Um caso ilustrativo é o da Ballantine’s, o segundo whisky escocês mais vendido no mundo. O modelo Llama categorizou erroneamente a marca como um produto de luxo, em vez de uma opção acessível para o público de massa. Para corrigir essa distorção, a equipe de marketing da Pernod Ricard, dona da marca, produziu novos materiais para redes sociais, destacando seu apelo universal. Os resultados ainda estão sendo monitorados, mas as primeiras indicações são positivas.
A Influência dos prompts nas recomendações de IA
Outro fator que afeta a percepção das marcas é o prompt utilizado pelos usuários ao interagir com IAs. Um estudo da Carnegie Mellon mostrou que pequenas mudanças na formulação de perguntas podem alterar significativamente as respostas de uma IA.
Por exemplo, um prompt que pede recomendação de um fogão de pressão de "melhor desempenho culinário e conveniência" levou um modelo do Google a não recomendar uma marca específica. Mas quando o prompt incluiu "pressão consistente, controles fáceis e ajustes de cozimento", a mesma IA passou a recomendar exclusivamente a marca Instant Pot.
Isso levanta questões sobre como as marcas podem influenciar os prompts sugeridos em fóruns online, como Reddit, criando tendências que favorecem seus produtos.
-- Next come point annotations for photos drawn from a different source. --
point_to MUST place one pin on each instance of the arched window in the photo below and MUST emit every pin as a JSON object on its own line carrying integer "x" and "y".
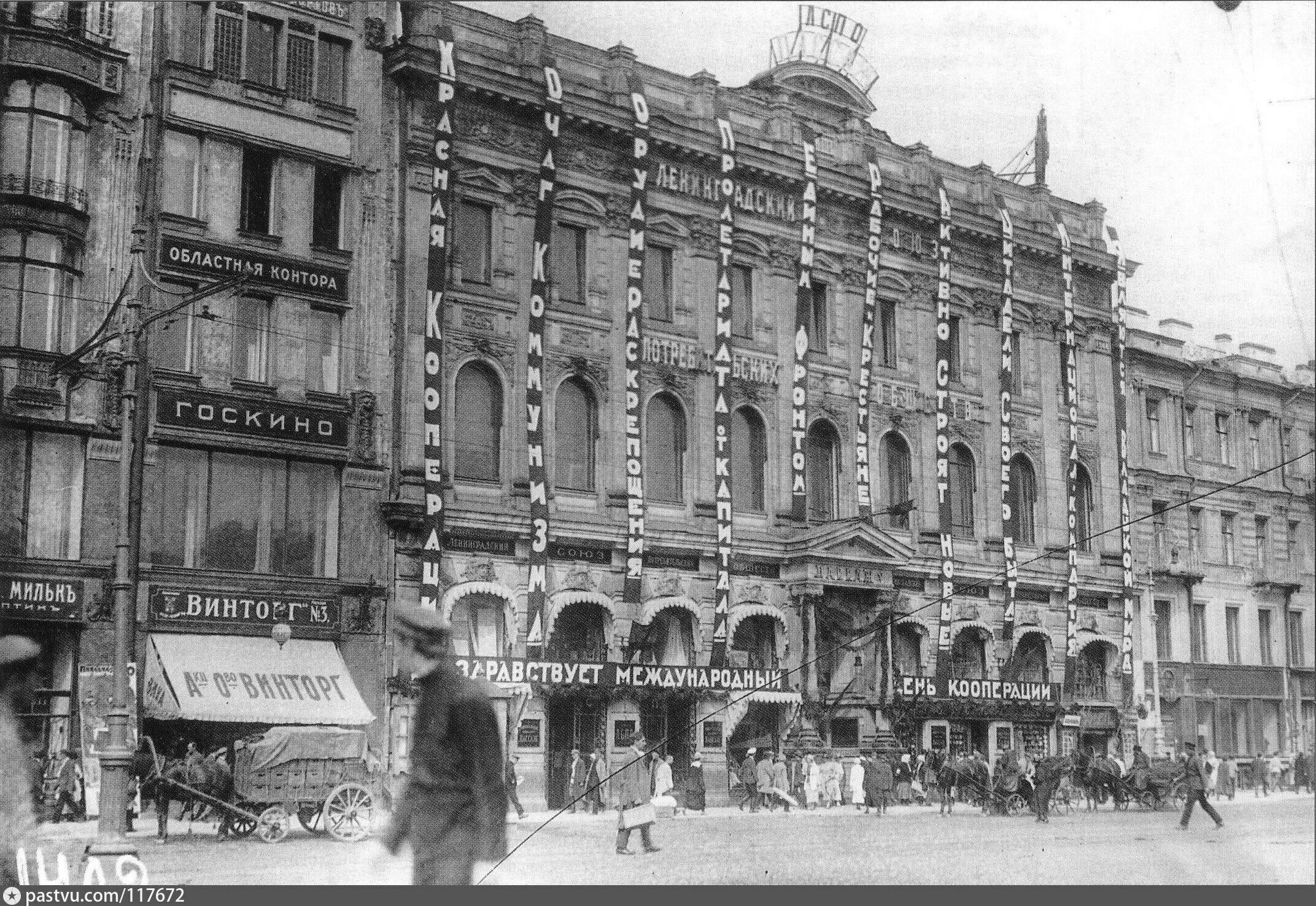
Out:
{"x": 479, "y": 626}
{"x": 821, "y": 469}
{"x": 969, "y": 655}
{"x": 1023, "y": 500}
{"x": 895, "y": 472}
{"x": 749, "y": 459}
{"x": 964, "y": 485}
{"x": 1083, "y": 509}
{"x": 577, "y": 432}
{"x": 478, "y": 427}
{"x": 1031, "y": 660}
{"x": 665, "y": 449}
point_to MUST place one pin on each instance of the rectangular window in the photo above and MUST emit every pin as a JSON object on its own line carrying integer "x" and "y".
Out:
{"x": 1223, "y": 439}
{"x": 228, "y": 47}
{"x": 657, "y": 286}
{"x": 1227, "y": 549}
{"x": 1164, "y": 651}
{"x": 302, "y": 68}
{"x": 1153, "y": 411}
{"x": 262, "y": 50}
{"x": 1232, "y": 635}
{"x": 324, "y": 330}
{"x": 743, "y": 301}
{"x": 1296, "y": 643}
{"x": 566, "y": 268}
{"x": 250, "y": 514}
{"x": 332, "y": 85}
{"x": 473, "y": 240}
{"x": 257, "y": 190}
{"x": 250, "y": 339}
{"x": 956, "y": 358}
{"x": 1198, "y": 632}
{"x": 888, "y": 352}
{"x": 327, "y": 218}
{"x": 41, "y": 494}
{"x": 182, "y": 174}
{"x": 1264, "y": 639}
{"x": 188, "y": 36}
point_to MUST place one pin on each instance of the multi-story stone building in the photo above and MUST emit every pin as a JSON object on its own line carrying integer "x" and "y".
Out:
{"x": 802, "y": 589}
{"x": 1227, "y": 619}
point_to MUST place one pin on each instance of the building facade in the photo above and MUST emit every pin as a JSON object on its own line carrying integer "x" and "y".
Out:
{"x": 1227, "y": 619}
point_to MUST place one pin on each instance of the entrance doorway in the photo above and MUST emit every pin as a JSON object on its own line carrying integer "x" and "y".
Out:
{"x": 574, "y": 723}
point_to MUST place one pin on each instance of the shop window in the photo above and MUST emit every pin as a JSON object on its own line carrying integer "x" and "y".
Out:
{"x": 40, "y": 286}
{"x": 479, "y": 626}
{"x": 41, "y": 494}
{"x": 324, "y": 332}
{"x": 44, "y": 144}
{"x": 749, "y": 451}
{"x": 964, "y": 486}
{"x": 327, "y": 209}
{"x": 895, "y": 469}
{"x": 257, "y": 190}
{"x": 473, "y": 240}
{"x": 576, "y": 436}
{"x": 239, "y": 513}
{"x": 821, "y": 470}
{"x": 665, "y": 449}
{"x": 1023, "y": 500}
{"x": 657, "y": 284}
{"x": 182, "y": 174}
{"x": 479, "y": 412}
{"x": 845, "y": 732}
{"x": 743, "y": 301}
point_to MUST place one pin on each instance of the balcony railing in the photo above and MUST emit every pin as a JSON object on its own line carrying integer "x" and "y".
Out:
{"x": 12, "y": 184}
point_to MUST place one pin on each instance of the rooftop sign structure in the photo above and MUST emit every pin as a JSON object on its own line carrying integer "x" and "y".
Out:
{"x": 829, "y": 40}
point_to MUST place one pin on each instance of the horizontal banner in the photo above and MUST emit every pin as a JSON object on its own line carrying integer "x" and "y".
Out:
{"x": 986, "y": 691}
{"x": 562, "y": 673}
{"x": 25, "y": 597}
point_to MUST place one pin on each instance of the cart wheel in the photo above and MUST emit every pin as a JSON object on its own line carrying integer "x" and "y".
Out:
{"x": 309, "y": 818}
{"x": 274, "y": 825}
{"x": 349, "y": 813}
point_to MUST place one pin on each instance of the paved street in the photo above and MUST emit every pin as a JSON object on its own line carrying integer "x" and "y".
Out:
{"x": 1264, "y": 842}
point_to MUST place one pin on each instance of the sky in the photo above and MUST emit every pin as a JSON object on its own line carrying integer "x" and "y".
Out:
{"x": 1194, "y": 127}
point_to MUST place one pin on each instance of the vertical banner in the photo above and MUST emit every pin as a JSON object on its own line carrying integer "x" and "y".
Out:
{"x": 803, "y": 304}
{"x": 1010, "y": 526}
{"x": 721, "y": 385}
{"x": 436, "y": 277}
{"x": 1069, "y": 366}
{"x": 943, "y": 452}
{"x": 537, "y": 589}
{"x": 862, "y": 468}
{"x": 1121, "y": 441}
{"x": 632, "y": 586}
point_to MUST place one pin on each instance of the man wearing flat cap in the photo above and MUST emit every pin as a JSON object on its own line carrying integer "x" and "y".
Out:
{"x": 454, "y": 807}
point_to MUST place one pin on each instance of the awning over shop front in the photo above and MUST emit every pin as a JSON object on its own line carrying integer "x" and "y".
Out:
{"x": 249, "y": 680}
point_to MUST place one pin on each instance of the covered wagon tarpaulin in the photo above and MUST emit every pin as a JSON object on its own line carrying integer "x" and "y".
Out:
{"x": 249, "y": 680}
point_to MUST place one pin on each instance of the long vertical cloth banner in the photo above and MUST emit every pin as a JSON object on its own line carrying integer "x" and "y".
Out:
{"x": 632, "y": 585}
{"x": 721, "y": 386}
{"x": 803, "y": 304}
{"x": 1069, "y": 366}
{"x": 862, "y": 468}
{"x": 1008, "y": 519}
{"x": 440, "y": 239}
{"x": 943, "y": 472}
{"x": 537, "y": 587}
{"x": 1119, "y": 374}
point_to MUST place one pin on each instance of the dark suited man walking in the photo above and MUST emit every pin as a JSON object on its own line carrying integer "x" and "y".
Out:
{"x": 454, "y": 807}
{"x": 1198, "y": 773}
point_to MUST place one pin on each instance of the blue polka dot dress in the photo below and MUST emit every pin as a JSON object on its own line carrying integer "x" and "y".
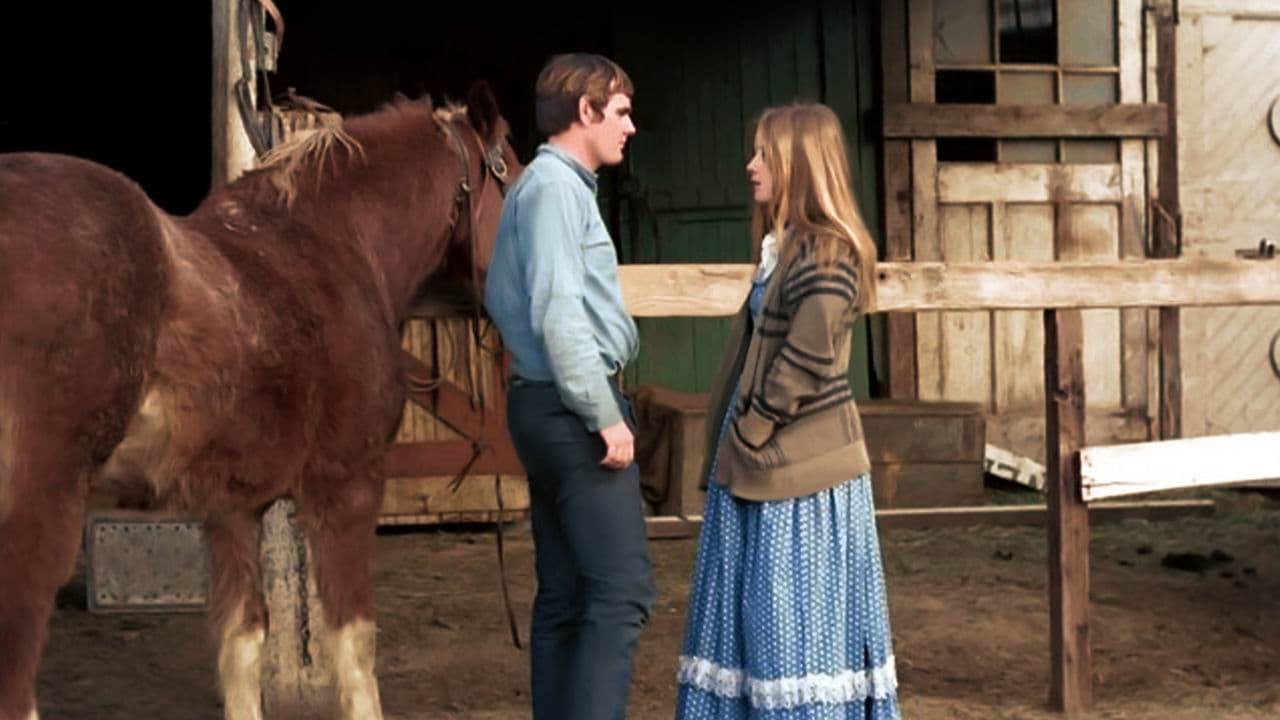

No entanto, especialistas alertam que os usuários devem ser céticos em relação a prompts gerados por terceiros, pois podem conter vieses disfarçados.
O futuro da relação entre marcas e IA

A interação entre marcas e IA pode seguir um padrão semelhante ao que ocorreu com os mecanismos de busca, onde marcas tentam manipular algoritmos para obter vantagens. Algumas estratégias podem ser éticas e eficazes, enquanto outras podem ser consideradas tentativas de manipulação, como a "injeção de prompt", que especialistas como Smyth desaconselham.
Outro desafio é que os modelos de IA já carregam vieses intrínsecos. Estudos da Universidade do Sul da Flórida mostram que as IAs tendem a considerar marcas globais como superiores em qualidade em relação às locais. Quando solicitadas a sugerir presentes para consumidores em países ricos, recomendam marcas de luxo; para países de baixa renda, sugerem opções mais acessíveis.
A IA como ferramenta de pesquisa para marcas
Apesar dos desafios, a IA também pode ser usada a favor das empresas. Antes de lançar um anúncio, as marcas podem testá-lo com modelos de IA para avaliar sua percepção. Algumas empresas já utilizam essa estratégia como uma "checagem instintiva" antes da execução de campanhas publicitárias.
Com a IA consumindo conteúdo de múltiplos canais, garantir uma identidade de marca consistente se torna essencial. Se uma empresa apresenta sua imagem de formas contraditórias em diferentes plataformas, a IA pode interpretar isso como falta de credibilidade, prejudicando suas recomendações.
A percepção de uma marca pela IA já está impactando o mercado e deve se tornar um fator ainda mais influente no futuro. Empresas que compreendem essa dinâmica e trabalham para otimizar sua presença digital de forma estratégica e autêntica estarão melhor posicionadas para conquistar consumidores — humanos e artificiais.

A IA pode ser a cliente mais exigente que sua empresa já teve. E entender como sua marca é vista por essa tecnologia pode ser a chave para o sucesso na era digital.